This is the part of the blog where I write about my day for those interested.
They counted the bodies from the fire. One monkey was unaccounted for.
Dammit.
Of course, as we all know, it’s quite hard to sort out charred monkey corpses. Plus, they were locked in tight when I set the fire; none should have been able to escape.
That’s what I told myself, but then I thought I saw something move in the trees behind my house. If the monkey didn’t kill me, the uncertainty would.
The only way I could find solace would be to set a trap for the simian — one that would surely kill it if the monkey were in fact stalking me and planning its revenge. Something quick and deadly so that one shriek would mark the end of this saga.
I tried looking up traps on Wikipedia, but one gets the sense that none of those internet nerds has ever killed anything… has ever watched something slowly bleed to death until its life fades from its eyes much like a polaroid in reverse. No, if I wanted a trap, I’d have to devise it myself. And I’d have no rest until I did.
SarahK prepared a lovely dinner of lemon-mustard chicken and garlic broccoli with pine nuts. It looked quite delicious, but then the dog barked at something unseen out the window. My stomach clenched with dread, and I had no appetite. “Sorry, dear wife, but I’m just not hungry.”
She grabbed me by the collar and stared at me with her intense green eyes. “Next time, stay and make sure they all die!”
I hate it when she’s right.
And remember… if a monkey manages to bite you, you may become one!
Get a flamethrower-you don’t have to be a good shot with a flamethrower, but you do need good insurance.
or
Put a Clinton ’08 sign out front.
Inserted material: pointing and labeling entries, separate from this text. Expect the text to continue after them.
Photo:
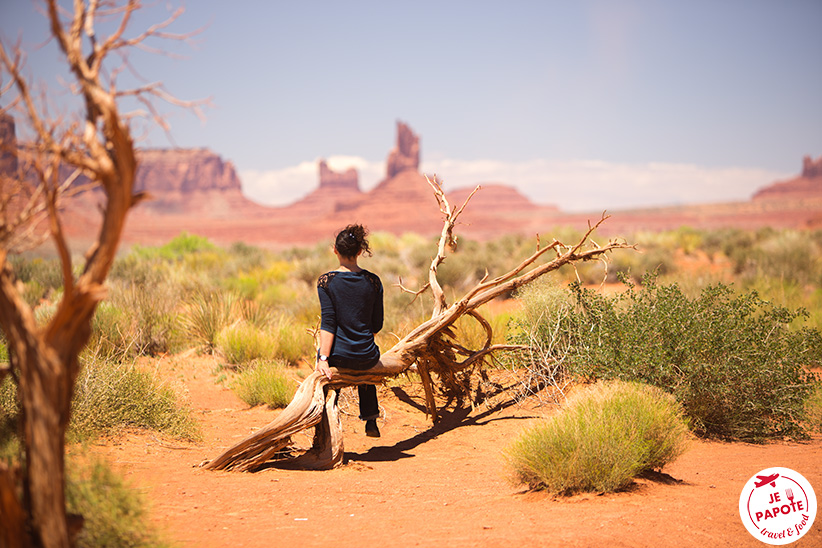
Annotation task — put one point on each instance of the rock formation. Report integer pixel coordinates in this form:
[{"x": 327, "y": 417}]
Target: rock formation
[
  {"x": 811, "y": 168},
  {"x": 184, "y": 171},
  {"x": 337, "y": 190},
  {"x": 191, "y": 181},
  {"x": 406, "y": 155},
  {"x": 809, "y": 183}
]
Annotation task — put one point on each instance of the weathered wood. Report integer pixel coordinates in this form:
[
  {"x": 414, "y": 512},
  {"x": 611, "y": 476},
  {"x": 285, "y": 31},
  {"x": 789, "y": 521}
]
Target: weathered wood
[
  {"x": 100, "y": 146},
  {"x": 430, "y": 346}
]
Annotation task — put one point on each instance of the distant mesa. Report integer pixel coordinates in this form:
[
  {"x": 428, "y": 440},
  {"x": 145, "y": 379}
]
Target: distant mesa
[
  {"x": 406, "y": 155},
  {"x": 197, "y": 191},
  {"x": 330, "y": 179},
  {"x": 809, "y": 183}
]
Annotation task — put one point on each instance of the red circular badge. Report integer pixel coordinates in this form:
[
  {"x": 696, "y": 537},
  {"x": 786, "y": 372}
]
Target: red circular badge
[{"x": 777, "y": 506}]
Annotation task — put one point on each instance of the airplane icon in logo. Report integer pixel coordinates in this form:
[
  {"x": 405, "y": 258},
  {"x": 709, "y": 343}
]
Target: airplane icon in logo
[{"x": 764, "y": 480}]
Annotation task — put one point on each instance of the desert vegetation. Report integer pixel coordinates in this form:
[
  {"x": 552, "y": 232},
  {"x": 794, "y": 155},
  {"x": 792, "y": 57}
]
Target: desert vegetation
[{"x": 738, "y": 340}]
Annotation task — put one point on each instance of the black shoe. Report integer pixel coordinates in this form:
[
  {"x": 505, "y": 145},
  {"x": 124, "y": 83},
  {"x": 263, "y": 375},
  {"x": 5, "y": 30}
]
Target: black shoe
[{"x": 371, "y": 429}]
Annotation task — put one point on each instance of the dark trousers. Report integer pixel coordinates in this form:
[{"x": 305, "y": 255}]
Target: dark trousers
[{"x": 369, "y": 406}]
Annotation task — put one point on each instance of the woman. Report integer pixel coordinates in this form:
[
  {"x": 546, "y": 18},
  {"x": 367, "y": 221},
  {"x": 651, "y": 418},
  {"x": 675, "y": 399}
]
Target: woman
[{"x": 351, "y": 300}]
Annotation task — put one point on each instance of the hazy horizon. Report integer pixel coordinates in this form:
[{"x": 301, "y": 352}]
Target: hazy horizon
[{"x": 585, "y": 105}]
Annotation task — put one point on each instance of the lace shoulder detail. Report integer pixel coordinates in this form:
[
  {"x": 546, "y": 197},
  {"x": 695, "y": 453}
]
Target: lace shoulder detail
[
  {"x": 374, "y": 280},
  {"x": 325, "y": 279}
]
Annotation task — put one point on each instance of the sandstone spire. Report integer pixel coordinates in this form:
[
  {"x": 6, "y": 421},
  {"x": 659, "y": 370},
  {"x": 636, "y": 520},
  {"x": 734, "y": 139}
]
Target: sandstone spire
[{"x": 406, "y": 155}]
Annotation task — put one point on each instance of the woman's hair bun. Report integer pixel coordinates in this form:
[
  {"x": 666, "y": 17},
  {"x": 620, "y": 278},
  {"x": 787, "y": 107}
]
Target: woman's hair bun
[{"x": 352, "y": 240}]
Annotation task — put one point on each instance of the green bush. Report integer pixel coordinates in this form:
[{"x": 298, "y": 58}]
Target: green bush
[
  {"x": 737, "y": 363},
  {"x": 264, "y": 383},
  {"x": 605, "y": 437},
  {"x": 110, "y": 395},
  {"x": 9, "y": 416},
  {"x": 242, "y": 343},
  {"x": 206, "y": 314},
  {"x": 294, "y": 343},
  {"x": 114, "y": 512},
  {"x": 813, "y": 408}
]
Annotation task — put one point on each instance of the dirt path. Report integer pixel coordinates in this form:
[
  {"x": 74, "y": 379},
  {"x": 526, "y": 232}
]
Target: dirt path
[{"x": 424, "y": 486}]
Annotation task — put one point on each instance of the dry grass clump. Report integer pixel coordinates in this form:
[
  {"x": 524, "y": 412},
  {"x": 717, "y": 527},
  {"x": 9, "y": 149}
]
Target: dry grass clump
[
  {"x": 264, "y": 382},
  {"x": 605, "y": 437}
]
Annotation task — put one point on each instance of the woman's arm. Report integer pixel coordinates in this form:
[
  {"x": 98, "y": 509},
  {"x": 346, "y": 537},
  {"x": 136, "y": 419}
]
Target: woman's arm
[{"x": 326, "y": 343}]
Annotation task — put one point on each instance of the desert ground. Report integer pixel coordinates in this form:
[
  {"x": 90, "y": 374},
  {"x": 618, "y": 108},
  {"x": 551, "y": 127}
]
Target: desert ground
[{"x": 427, "y": 485}]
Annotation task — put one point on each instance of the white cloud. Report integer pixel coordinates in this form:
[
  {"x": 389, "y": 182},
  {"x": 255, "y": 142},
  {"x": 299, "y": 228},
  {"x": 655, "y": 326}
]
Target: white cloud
[
  {"x": 579, "y": 185},
  {"x": 285, "y": 186},
  {"x": 590, "y": 185}
]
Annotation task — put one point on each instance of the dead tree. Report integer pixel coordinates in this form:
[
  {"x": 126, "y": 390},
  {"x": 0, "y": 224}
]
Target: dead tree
[
  {"x": 430, "y": 348},
  {"x": 97, "y": 148}
]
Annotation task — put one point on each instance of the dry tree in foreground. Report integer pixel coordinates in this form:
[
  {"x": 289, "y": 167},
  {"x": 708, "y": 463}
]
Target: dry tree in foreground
[
  {"x": 98, "y": 149},
  {"x": 429, "y": 348}
]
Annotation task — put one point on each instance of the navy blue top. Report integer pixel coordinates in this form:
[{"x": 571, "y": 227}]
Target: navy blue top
[{"x": 352, "y": 309}]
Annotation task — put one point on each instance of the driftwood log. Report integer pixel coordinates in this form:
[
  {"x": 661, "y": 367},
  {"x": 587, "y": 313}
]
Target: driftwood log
[
  {"x": 429, "y": 349},
  {"x": 96, "y": 150}
]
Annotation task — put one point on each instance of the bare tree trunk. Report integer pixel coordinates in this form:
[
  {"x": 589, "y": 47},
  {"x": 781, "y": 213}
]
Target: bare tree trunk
[
  {"x": 44, "y": 361},
  {"x": 430, "y": 346}
]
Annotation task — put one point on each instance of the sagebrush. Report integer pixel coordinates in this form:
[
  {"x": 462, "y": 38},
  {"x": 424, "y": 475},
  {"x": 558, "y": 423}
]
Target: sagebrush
[{"x": 605, "y": 437}]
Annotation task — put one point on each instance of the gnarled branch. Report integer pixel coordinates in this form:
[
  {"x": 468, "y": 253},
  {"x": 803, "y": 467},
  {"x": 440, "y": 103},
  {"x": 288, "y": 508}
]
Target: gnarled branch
[{"x": 430, "y": 346}]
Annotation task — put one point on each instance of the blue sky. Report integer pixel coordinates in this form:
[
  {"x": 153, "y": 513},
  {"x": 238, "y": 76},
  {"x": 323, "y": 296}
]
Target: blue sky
[{"x": 589, "y": 105}]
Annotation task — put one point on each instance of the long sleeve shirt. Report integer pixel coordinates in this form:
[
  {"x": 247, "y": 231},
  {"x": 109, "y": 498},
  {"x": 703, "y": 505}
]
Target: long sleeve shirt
[{"x": 352, "y": 309}]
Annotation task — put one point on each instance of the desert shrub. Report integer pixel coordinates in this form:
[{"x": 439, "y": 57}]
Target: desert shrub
[
  {"x": 605, "y": 437},
  {"x": 109, "y": 396},
  {"x": 205, "y": 314},
  {"x": 813, "y": 408},
  {"x": 788, "y": 255},
  {"x": 9, "y": 417},
  {"x": 255, "y": 314},
  {"x": 114, "y": 512},
  {"x": 738, "y": 364},
  {"x": 111, "y": 336},
  {"x": 264, "y": 382},
  {"x": 177, "y": 248},
  {"x": 241, "y": 343}
]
Those damn dirty apes would never bother a supporter of their fearless leader-Hitlery!
Or maybe that’s vampires.
I get those mixed up sometimes.
P.S. The flamethrower also works on Aquaman!
I bet that that monkey was a Joo-ish monkey who was warned of Frank’s attack ahead of time by the Bush administration, which is why he wasn’t in the cage when the demolition charges (planted by the Bush administration months in advace because as we all know by now, fire can’t melt steel) went off.
always listen to the lovely and talented SarahK
Shouldn’t you and Sarah put on “The Collar” after dinner rather than before?
State of the Frank Report is my new favorite.
Here is how you should build your trap. Dig a big pit and fill it with quicksand. Then cut all the branches above the pit 3/4 of the way through so that when the monkey grabs the branch it will brake and the monkey should fall square into the pit. I’ve used that trap tons of times.
It’s true; if you’re gonna kill ’em, KILL THEM ALL! There’s no reason to leave a job unfinished. :-p
Just make sure that you stay with the body until sunrise. That way you make sure it is good an dead.
here’s a better trap:
get your gun and sit in a lawn chair out in front of your house with a hillary/obama/edwards in 2008 sign.
within minutes, every monkey-face and monkey within a 100 mile radius will converge on your house. you can then pick off the one you want.
…or, you can use the flamethower and get ’em all.
I’m sorry, but I must speak up here! Who is the idiot that decided it’s okay to put lemon on chicken?